As in Project 0, the link to form a group and initialize your group's project repository on GitHub will be posted to Slack. Once your repository is initialized, clone it to hopper and work there. As a general rule of thumb when working on a group project through GitHub, always pull at the start of a work session and always commit and push at the end of a work session to minimize the chance of a merge conflict. Make sure that your final work (including your writeup) is committed to the repository by the deadline.

To avoid accidentally interfering with the servers of other groups, each group will be assigned a specific (non-standard) port number to use while testing on hopper. Stick to using your assigned port only to avoid conflicting with other groups. However, make sure that you are still able to specify any arbitrary port number via the -p command-line argument. Port assignments will be coordinated over Slack.
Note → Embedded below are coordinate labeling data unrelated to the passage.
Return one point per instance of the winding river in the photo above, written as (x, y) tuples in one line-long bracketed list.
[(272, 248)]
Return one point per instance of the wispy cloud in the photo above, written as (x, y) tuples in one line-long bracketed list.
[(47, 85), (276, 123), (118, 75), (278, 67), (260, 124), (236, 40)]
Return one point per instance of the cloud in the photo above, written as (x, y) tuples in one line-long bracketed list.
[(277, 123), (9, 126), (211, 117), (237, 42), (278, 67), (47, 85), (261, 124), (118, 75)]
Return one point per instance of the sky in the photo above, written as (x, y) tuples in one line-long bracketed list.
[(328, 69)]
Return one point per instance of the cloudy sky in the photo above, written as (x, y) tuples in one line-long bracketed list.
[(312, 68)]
Your project will be graded on (1) correctly implementing the server specification, (2) the design and style of your program, and (3) the quality and completeness of your writeup. For guidance on what constitutes good coding design and style, see the Coding Design & Style Guide, which lists many common things to look for. Please ask if you have any other questions about design or style issues. Also don't forget to submit your individual group reports prior to the deadline.

Resources

Here is a list of resources that may be helpful in completing your server:

Linux man pages (e.g., man socket) should be your first stop for details on library functions.
HTTP 1.0 and 1.1 (a good primer on HTTP and primary reference for this project):
http://www.jmarshall.com/easy/http/
HTTP Wikipedia
http://en.wikipedia.org/wiki/Hypertext_Transfer_Protocol
w3c HTTP page (all the gory details):
http://www.w3.org/Protocols/
Example of argument parsing with getopt:
https://www.tutorialspoint.com/getopt-function-in-c-to-parse-command-line-arguments
A nice summary of useful calls for socket programming, including examples (note: read and write are essentially equivalent to recv and send when applied to sockets):
https://ycpcs.github.io/cs365-spring2017/lectures/lecture15.html
pthreads (thread creation) tutorial:
https://www.cs.cmu.edu/afs/cs/academic/class/15492-f07/www/pthreads.html
fork (process creation) tutorial:
http://www.csl.mtu.edu/cs4411.ck/www/NOTES/process/fork/create.html
Non-blocking and event-driven socket I/O (somewhat old, but details the main ideas):
http://www.kegel.com/c10k.html#nb

Reminders on External Resources and AI

Remember that the standard CSCI Collaboration Policy applies to this project (the same as to all projects), including the guidelines relating to external resources. For example, it is fine to consult sources like Google or StackOverflow regarding the use of a specific library function. However, you should not conduct web searches or make queries to AI systems like "web server in C" or anything similar. As a rule of thumb, you should not ask AI to write any code for you.